Imagine you are working with a simple von Mises distribution.
Is there any reason not to do it this way routinely ?

This thread started with a suggestion for the manual. This version is better, but maybe it is too long. Maybe it is overkill for just fitting to circular data, when convergence is not an issue and you don’t mind unwrapping your posteriors. If this is going into part of a model with more terms, then I think it is important.

3 Likes

Thanks for bringing this back up – I think I was wrong about the Jacobian stuff. You don’t need it here. If you have a random variable that lives on a unit circle, then you can map little arclengths there directly onto 0 to 2*pi or whatever range atan2 uses.

I think it’s completely fine to just say mu ~ von_mises(3, 1) even when mu is a transformed variable here, cause you’re just mapping in line wrapped around a circle in 2D to one stretched out on one axis. The arclengths are arclengths. What you have coded up here is the same thing.

Hope I finally got it straight in my head this time… If not oh well :D. What you’re doing seems good to me.

Incorrect. You can map little arclenghts onto the interval [0, 2pi] locally, but the transformations that we’re talking about here are global. Again, the problem is that the transform from an interval to a circle is not 1-1 and it can’t be because the topologies are different. In fact if you tried to calculate the Jacobian you’d find that you get an infinite sum of terms which cannot be evaluated – again, a manifestation of the topological problems.

You can embed the circle in R^{n + 1} but then you have the problem of trying to map R^{n} -> R^{n+ 1}, which is also not 1-1 and hence doesn’t admit a clean transformation between densities.

Circles are hard.

1 Like

Thanks for stepping in. One of these days I’m gonna know what a topology is haha.

As someone who had a rigorous education but not much formal mathematics, I’d highly recommend John Lee’s “Topological Manifolds”. It gets really complicated after a few chapters, but the first few are comprehensive and carefully explain all of the concepts.

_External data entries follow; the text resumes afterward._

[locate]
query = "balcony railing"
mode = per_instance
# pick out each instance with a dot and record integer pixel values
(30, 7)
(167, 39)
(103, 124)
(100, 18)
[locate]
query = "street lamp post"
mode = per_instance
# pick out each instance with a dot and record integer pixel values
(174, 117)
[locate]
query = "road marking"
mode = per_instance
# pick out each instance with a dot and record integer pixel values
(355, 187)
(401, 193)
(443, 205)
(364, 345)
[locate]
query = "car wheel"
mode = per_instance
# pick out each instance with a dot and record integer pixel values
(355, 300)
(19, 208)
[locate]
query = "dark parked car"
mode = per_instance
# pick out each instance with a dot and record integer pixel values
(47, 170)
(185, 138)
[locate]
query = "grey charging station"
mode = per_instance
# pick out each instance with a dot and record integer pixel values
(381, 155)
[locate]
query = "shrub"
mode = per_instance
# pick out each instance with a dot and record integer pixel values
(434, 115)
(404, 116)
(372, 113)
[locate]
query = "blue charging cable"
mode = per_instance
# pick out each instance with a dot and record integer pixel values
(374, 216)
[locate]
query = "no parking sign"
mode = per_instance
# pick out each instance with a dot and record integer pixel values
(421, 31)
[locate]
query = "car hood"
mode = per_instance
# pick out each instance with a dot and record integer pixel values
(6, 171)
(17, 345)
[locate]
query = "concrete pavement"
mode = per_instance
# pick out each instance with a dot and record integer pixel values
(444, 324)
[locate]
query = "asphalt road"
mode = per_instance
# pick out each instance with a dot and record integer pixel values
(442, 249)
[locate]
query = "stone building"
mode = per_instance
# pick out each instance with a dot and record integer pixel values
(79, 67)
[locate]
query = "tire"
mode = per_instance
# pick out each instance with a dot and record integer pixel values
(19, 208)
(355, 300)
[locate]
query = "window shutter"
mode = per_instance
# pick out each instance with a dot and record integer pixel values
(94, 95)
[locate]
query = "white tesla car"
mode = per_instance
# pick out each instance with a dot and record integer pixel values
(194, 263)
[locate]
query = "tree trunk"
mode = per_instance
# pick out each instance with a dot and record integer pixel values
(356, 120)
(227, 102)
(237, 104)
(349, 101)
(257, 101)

The basic idea is you have a space of points and then you endow it with more structure by defining “what sets of points are open”? Then after you work with this structure you see what the different possible assignments of open sets, or topologies, manifest as what we would think of as different shapes. So torii, spheres, and real numbers end up being spaces defined by different topologies.

There’s a lot of rigorous math you can do with topology, but there’s also lots of concepts that you can take away an apply more informally. The relevant notion here is that probability distributions are almost always defined by a space’s topology. If you want to map a distribution from one space to another then you also need to map the corresponding topologies. If the topologies are inconsistent (sphere vs real numbers, etc) then you can’t (usually) construct such a map and hence can’t map distributions back and forth as you might naively expect that you could.

The really cool thing is that, like measure theory itself, all of these formal math concepts help to identify what would otherwise be really subtle pathologies in your analysis/algorithms that would take forever to find if ever found at all!

2 Likes

I’d recommend starting where @betanalpha pointed me, with John Baez an Javier P. Muniain’s Gauge Fields, Knots and Gravity, which sounds like it’s going to be even more hairy, but starts with a lovely introduction to smooth manifolds. It does presuppose you know a bit of algebra and analysis before you start.

2 Likes

Good - one needs a correction, but one question has not been answered.
By moving the transformation to the right hand side (in von_mises_prior_lpdf()), does the problem go away ?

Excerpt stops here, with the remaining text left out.